SHANE SMITH is the founder and CEO of Vice, the global youth media brand. One of the industry’s most respected visionaries, Smith is also a critically acclaimed journalist and the host and executive producer for the Emmy-winning news series Vice on HBO. Under Smith’s guidance, Vice, initially launched in 1994 as a punk magazine, has expanded and diversified to become the world’s leading youth media company. Smith has reported from the world’s most isolated and difficult places, including Afghanistan, Iran, Kashmir, Liberia, Greenland and North Korea. Smith has been awarded numerous journalism and media awards, including the 2014 Knight Innovation Award, two Environmental Media Awards, and the Frank Stanton Award for Excellence. Vice has also won scores of awards for its groundbreaking reporting, including an Emmy Award for Best Information Series or Special, two Peabody Awards, the PEN Center 2014 Award of Honor and the Television Academy Honors for Socially Conscious Programming. Smith graduated from Carleton University in Ottawa with a BA in English literature and political science.
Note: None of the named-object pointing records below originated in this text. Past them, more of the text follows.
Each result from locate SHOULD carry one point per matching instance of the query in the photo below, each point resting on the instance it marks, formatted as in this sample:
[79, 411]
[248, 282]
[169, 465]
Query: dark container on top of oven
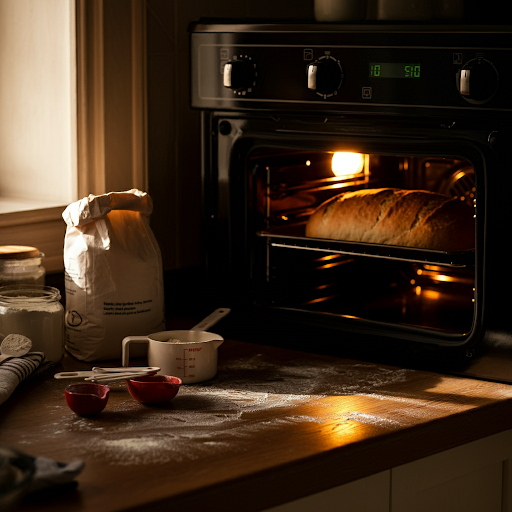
[418, 107]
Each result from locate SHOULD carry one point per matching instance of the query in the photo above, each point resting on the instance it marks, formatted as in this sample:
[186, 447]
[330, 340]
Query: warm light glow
[345, 164]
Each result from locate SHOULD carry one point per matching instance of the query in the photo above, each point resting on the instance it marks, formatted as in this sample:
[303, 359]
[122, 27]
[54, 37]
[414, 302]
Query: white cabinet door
[370, 494]
[475, 477]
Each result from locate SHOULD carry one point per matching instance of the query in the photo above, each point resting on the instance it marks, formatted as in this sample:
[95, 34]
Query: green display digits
[395, 70]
MATTHEW TEAGUE writes from around the world for The Atlantic and National Geographic and covers the American South for the Guardian. His work has been included in several anthologies, including Best American Travel Writing, Best American Crime Writing, Best American Sports Writing, and Don’t Quit Your Day Job: Acclaimed Authors and the Day Jobs They Quit.
MEAGHAN WINTER is a freelance writer whose work has appeared in a range of publications, including Bloomberg Businessweek, New York, The Believer and The Kenyon Review. She reported on crisis pregnancy centers for Cosmopolitan in partnership with the Investigative Fund at the Nation Institute.
JENNY ZHANG is a poet and fiction and nonfiction writer based in New York. She is the author of the poetry collection Dear Jenny, We Are All Find and the nonfiction chapbook Hags. Her forthcoming collection of short stories will be published by Random House in 2017. She is a graduate of Stanford University and the Iowa Writers’ Workshop.